Fram downtime 11th – 12th May 2022

[UPDATE, 2022-05-13 08:00] The maintenance stop is over. There may still be some file system issues. Please report via regular support channels

[UPDATE, 2022-05-11 08:00] The maintenance stop has now started.

The will be a maintenance of the storage system on the Fram supercomputer. The cluster will be unavailable from the 11th of May at 08:00 until the 12th of May at 20:00.

Fram downtime 23rd – 24th February

[Update, 2022-02-24 22:30]: The maintenance is over and Fram is in production again. Thank you for your patience!

[Update, 2022-02-24 20:30]: The maintenance is taking a little longer than planned. We plan to get back into production at 22:00.

[Update, 2022-02-23 12:00]: The maintenance stop has now begun.

Fram supercomputer will be unavailable due to maintenance on the cooling system from February 23rd 12:00 until 24th 20:00

If time allows it we will also upgrade whole or parts/components of the storage system, including file system clients (compute nodes)

Downtime Betzy, 6th December 08:00 until 9th December 20:00

There will be a scheduled downtime for Betzy lasting three days starting on Monday 6th December at 08:00. Downtime will last until Thursday 9th, 20:00.

During the downtime we will conduct:

  • Full upgrade of the Lustre filesystem (both servers and clients)
  • Full upgrade of the infiniband firmware
  • Full upgrade of the Mellanox infiniband drivers
  • minor updates to other parts of the system (Slurm, configs, etc)

Please be aware that this does also affect the storage services recently moved from NIRD to Betzy.

We apologize for the inconvenience

Update 08.12.2021 18:00 : Betzy downtime is over, and system is open for users. All planned update is performed .

[Solved] Saga file system performance issue

We’re aware of ongoing issues with the file system performance on Saga and are investigating the cause. This also affects logging in to Saga, where the terminal will hang waiting for a prompt.

Updates will be provided in this post as soon as we have more information to share.

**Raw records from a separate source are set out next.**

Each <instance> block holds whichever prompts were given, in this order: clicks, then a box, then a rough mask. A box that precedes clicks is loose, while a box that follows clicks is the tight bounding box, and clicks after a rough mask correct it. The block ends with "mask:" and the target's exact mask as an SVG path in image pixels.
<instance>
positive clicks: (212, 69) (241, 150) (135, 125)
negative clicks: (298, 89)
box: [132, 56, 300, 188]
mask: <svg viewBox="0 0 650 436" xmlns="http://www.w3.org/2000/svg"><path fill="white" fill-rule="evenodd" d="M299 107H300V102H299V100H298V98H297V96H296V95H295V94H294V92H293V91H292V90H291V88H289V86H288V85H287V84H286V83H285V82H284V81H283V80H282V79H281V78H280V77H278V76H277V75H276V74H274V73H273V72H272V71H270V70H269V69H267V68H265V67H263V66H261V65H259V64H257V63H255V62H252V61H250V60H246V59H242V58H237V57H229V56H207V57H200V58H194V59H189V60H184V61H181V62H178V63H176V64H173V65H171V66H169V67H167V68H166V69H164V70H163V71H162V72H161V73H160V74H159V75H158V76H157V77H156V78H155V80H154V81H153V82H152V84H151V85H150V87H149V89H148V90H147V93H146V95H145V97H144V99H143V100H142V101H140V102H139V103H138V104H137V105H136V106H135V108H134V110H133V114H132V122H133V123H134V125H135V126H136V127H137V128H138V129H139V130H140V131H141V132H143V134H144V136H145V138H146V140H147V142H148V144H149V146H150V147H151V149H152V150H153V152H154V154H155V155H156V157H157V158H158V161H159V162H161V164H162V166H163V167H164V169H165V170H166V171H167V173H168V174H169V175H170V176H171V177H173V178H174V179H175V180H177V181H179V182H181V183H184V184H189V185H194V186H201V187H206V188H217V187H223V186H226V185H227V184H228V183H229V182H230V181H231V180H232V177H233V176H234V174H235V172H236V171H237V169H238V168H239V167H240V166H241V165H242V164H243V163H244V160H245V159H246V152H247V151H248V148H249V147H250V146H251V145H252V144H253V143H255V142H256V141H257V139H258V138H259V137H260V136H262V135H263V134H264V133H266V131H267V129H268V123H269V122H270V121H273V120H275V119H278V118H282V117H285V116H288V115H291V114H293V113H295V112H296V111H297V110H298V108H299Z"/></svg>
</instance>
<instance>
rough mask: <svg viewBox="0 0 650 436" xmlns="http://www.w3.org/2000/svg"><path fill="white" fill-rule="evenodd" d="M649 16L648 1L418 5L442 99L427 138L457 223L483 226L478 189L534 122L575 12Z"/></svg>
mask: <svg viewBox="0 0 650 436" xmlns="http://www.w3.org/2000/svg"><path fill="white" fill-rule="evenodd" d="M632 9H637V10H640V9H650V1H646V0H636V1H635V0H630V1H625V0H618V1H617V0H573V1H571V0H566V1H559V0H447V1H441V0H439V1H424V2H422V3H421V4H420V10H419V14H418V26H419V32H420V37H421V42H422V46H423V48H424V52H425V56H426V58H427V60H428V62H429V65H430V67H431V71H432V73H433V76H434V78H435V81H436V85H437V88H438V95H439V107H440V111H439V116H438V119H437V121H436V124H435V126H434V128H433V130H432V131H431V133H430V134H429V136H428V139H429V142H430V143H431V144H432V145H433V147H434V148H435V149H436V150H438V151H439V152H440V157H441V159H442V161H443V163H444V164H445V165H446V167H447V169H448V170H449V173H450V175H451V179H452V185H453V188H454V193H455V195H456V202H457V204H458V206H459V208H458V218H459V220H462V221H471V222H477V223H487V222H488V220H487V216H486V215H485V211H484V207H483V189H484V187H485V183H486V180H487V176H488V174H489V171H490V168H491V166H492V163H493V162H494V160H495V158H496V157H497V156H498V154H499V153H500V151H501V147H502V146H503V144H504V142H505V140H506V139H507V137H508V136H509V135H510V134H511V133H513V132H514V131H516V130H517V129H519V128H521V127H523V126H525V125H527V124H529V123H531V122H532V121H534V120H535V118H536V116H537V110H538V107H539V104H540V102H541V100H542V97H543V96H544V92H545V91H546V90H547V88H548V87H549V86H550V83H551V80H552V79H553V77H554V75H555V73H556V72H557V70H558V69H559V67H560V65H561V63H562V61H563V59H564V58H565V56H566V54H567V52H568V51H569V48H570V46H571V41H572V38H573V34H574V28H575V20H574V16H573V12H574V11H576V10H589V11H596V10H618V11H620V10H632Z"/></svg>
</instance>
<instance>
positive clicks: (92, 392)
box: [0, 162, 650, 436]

Sorry for the inconvenience.

Update 2021-07-15, 16:33: The issue was identified as a faulty connection between the storage server and the cluster. Performance should be back to normal, but we will monitor the system a bit more before declaring it healthy.
Update 2021-07-14, 15:00: We’ve discovered some faulty drives that are currently being swapped. We hope that the performance will improve once these are in production again.
Update 2021-07-13, 10:03: The file system is a bit more stable now, but we’re still looking into the cause for the degraded performance.